Al Jazeera’s Nour Odeh reported the Palestinian viewpoint from Bethlehem: “Americans came pretty much empty handed... They [US negotiators] had no solution to bridge the gap between Palestinians and Israelis.”
One thing is certain. If America can’t even secure a partial settlement freeze from Israel, Palestinians will feel no urge to trust America’s arbitration over all final status issues. Only false hope would anticipate fair judgment over refugees and Jerusalem when Washington still protects Israeli settlement construction. Washington coerced the Palestinians to direct talks in the first place by claiming settlements would be addressed within the first month of direct negotiations. As a result Palestinian officials need something tangible to show their people, not the image of Netanyahu weaseling out of his obligations under America's blind eye.

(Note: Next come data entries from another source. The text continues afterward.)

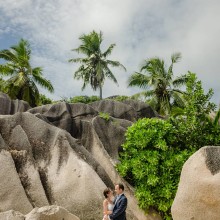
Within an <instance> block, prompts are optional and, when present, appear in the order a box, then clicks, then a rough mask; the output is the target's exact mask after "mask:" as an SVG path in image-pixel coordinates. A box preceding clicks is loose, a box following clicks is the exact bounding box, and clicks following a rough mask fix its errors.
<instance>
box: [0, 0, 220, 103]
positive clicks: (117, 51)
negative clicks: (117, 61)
mask: <svg viewBox="0 0 220 220" xmlns="http://www.w3.org/2000/svg"><path fill="white" fill-rule="evenodd" d="M219 12H220V1H219V0H0V49H9V47H10V46H12V45H15V44H17V43H18V41H19V40H20V39H21V38H24V39H26V40H28V41H29V43H30V45H31V49H32V58H31V62H32V66H33V67H36V66H41V67H43V69H44V72H43V73H44V76H45V77H46V78H47V79H49V80H50V81H51V82H52V84H53V85H54V88H55V92H54V94H49V93H47V92H46V91H44V90H41V91H42V92H43V93H44V94H46V95H47V96H49V97H50V98H53V99H55V100H57V99H61V98H64V97H65V98H69V97H72V96H77V95H89V96H90V95H99V93H98V91H97V92H94V91H92V90H91V88H90V87H88V88H87V89H85V90H84V91H81V87H82V81H76V80H74V79H73V73H74V71H75V70H76V69H77V67H79V66H78V64H74V63H68V60H69V59H71V58H76V57H78V56H79V55H78V54H77V53H74V52H72V51H71V49H73V48H77V47H78V46H79V45H80V40H79V37H80V36H81V35H82V34H88V33H90V32H91V31H92V30H95V31H96V32H99V31H102V32H103V37H104V40H103V45H102V46H103V47H102V48H103V50H105V49H106V48H107V47H108V46H109V45H110V44H112V43H115V44H116V47H115V48H114V50H113V53H112V54H111V56H110V57H109V58H110V59H112V60H118V61H120V62H121V63H122V64H123V65H124V66H125V67H126V68H127V72H124V71H122V70H121V69H117V68H112V72H113V73H114V75H115V77H116V78H117V80H118V83H119V86H117V85H116V84H114V83H112V82H111V81H109V80H106V81H105V84H104V87H103V96H104V97H108V96H112V95H132V94H134V93H136V92H137V91H139V90H138V89H134V88H127V79H128V77H129V76H130V75H131V74H132V73H133V72H134V71H139V69H140V65H141V63H142V62H143V60H145V59H148V58H151V57H155V56H157V57H160V58H162V59H164V60H165V62H166V64H167V66H169V65H170V56H171V54H172V53H174V52H181V53H182V60H181V62H179V63H177V64H176V65H175V66H174V74H175V75H177V76H178V75H181V74H185V73H187V71H188V70H190V71H191V72H195V73H197V76H198V78H199V79H200V80H201V81H202V83H203V87H204V89H205V90H206V91H207V90H208V89H209V88H213V89H214V93H215V94H214V96H213V101H214V102H215V103H216V104H219V103H220V98H219V95H220V86H219V84H220V74H219V71H220V43H219V42H220V25H219V21H220V13H219Z"/></svg>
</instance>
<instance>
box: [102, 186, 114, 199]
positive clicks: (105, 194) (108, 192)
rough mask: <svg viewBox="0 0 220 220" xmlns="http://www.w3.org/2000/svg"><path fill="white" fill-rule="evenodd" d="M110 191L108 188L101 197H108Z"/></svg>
mask: <svg viewBox="0 0 220 220" xmlns="http://www.w3.org/2000/svg"><path fill="white" fill-rule="evenodd" d="M111 191H112V190H111V189H110V188H106V189H105V190H104V192H103V195H104V196H105V198H107V197H108V194H109V192H111Z"/></svg>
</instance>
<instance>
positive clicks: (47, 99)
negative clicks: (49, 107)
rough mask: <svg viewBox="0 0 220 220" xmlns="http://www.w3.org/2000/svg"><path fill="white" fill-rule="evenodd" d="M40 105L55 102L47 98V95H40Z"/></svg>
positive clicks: (48, 98)
mask: <svg viewBox="0 0 220 220" xmlns="http://www.w3.org/2000/svg"><path fill="white" fill-rule="evenodd" d="M39 102H40V103H39V105H47V104H52V103H53V100H52V99H50V98H48V97H46V96H45V95H42V94H40V101H39Z"/></svg>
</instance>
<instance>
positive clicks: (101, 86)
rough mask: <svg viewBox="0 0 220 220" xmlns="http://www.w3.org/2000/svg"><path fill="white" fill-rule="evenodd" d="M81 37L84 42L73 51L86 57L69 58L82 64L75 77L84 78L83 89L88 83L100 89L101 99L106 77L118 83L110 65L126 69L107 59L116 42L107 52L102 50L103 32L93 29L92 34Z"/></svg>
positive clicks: (81, 38) (99, 89)
mask: <svg viewBox="0 0 220 220" xmlns="http://www.w3.org/2000/svg"><path fill="white" fill-rule="evenodd" d="M79 39H80V40H81V43H82V44H81V45H80V46H79V47H78V48H76V49H73V50H72V51H75V52H78V53H81V54H82V55H85V57H83V58H76V59H70V60H69V62H74V63H80V64H81V66H80V67H79V68H78V69H77V71H76V72H75V73H74V78H75V79H77V80H79V79H83V86H82V90H84V89H85V87H86V86H87V85H88V84H90V85H91V87H92V89H93V90H94V91H96V90H97V89H99V91H100V99H102V87H103V85H104V81H105V78H106V77H107V78H109V79H110V80H112V81H113V82H115V83H116V84H118V82H117V80H116V78H115V76H114V75H113V73H112V71H111V70H110V68H109V67H110V66H111V67H122V68H123V69H124V70H126V69H125V67H124V66H123V65H122V64H121V63H120V62H118V61H113V60H109V59H107V57H108V56H109V55H110V54H111V53H112V50H113V48H114V47H115V44H111V45H110V46H109V47H108V49H107V50H106V51H105V52H102V51H101V43H102V41H103V35H102V32H100V33H99V34H98V33H96V32H95V31H92V32H91V33H90V34H87V35H86V34H83V35H82V36H81V37H80V38H79Z"/></svg>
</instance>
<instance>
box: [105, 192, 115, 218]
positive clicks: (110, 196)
mask: <svg viewBox="0 0 220 220" xmlns="http://www.w3.org/2000/svg"><path fill="white" fill-rule="evenodd" d="M103 195H104V196H105V199H104V201H103V213H104V217H103V220H108V215H109V214H112V210H113V207H114V205H113V201H114V196H113V191H112V190H111V189H110V188H106V189H105V190H104V192H103Z"/></svg>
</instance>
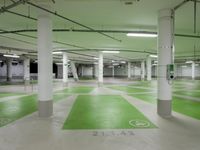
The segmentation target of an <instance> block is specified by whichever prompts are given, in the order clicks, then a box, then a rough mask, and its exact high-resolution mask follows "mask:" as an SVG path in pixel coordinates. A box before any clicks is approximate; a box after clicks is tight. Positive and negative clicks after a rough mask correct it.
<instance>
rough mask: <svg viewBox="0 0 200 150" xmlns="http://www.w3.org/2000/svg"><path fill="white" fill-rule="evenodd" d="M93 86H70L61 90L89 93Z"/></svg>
mask: <svg viewBox="0 0 200 150" xmlns="http://www.w3.org/2000/svg"><path fill="white" fill-rule="evenodd" d="M93 89H94V87H88V86H80V87H70V88H66V89H65V90H63V92H65V93H90V92H92V90H93Z"/></svg>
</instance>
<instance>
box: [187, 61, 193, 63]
mask: <svg viewBox="0 0 200 150" xmlns="http://www.w3.org/2000/svg"><path fill="white" fill-rule="evenodd" d="M185 63H186V64H191V63H193V61H186V62H185Z"/></svg>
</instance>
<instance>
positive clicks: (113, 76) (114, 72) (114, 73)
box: [112, 66, 115, 77]
mask: <svg viewBox="0 0 200 150" xmlns="http://www.w3.org/2000/svg"><path fill="white" fill-rule="evenodd" d="M112 77H115V66H113V67H112Z"/></svg>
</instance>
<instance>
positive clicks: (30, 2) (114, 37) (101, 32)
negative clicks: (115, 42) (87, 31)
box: [26, 1, 122, 42]
mask: <svg viewBox="0 0 200 150" xmlns="http://www.w3.org/2000/svg"><path fill="white" fill-rule="evenodd" d="M26 3H27V4H29V5H31V6H33V7H35V8H38V9H41V10H43V11H46V12H48V13H50V14H53V15H55V16H57V17H59V18H62V19H64V20H67V21H70V22H72V23H74V24H77V25H79V26H81V27H84V28H86V29H89V30H92V31H93V30H94V29H93V28H91V27H88V26H86V25H83V24H81V23H79V22H77V21H74V20H72V19H69V18H67V17H64V16H62V15H60V14H58V13H57V12H53V11H50V10H48V9H45V8H43V7H40V6H38V5H36V4H33V3H31V2H28V1H27V2H26ZM97 33H99V34H101V35H103V36H106V37H108V38H110V39H113V40H115V41H118V42H122V41H121V40H119V39H117V38H115V37H112V36H110V35H107V34H105V33H102V32H97Z"/></svg>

Sharm has become child’s play, with one Western diplomat remarking of Washington’s summit, "They feel they've got to give it some momentum. It’s a way of getting them past the settlement freeze."
A few summits won’t “get the Palestinians past the settlement freeze.” In fact, holding another summit in Jerusalem throws settlements in their face. Palestinian spokesperson Ghassan Khatib warned that “progress” in direct talks would not soften the Palestinians’ demands. "Nothing can compensate the need for cessation of settlement activities. Everything else is meaningless.”
America agrees, but only out of the need to protect Israel and itself. The Palestinians come last as usual - not the way to equitably resolve one of the world’s most lopsided conflicts.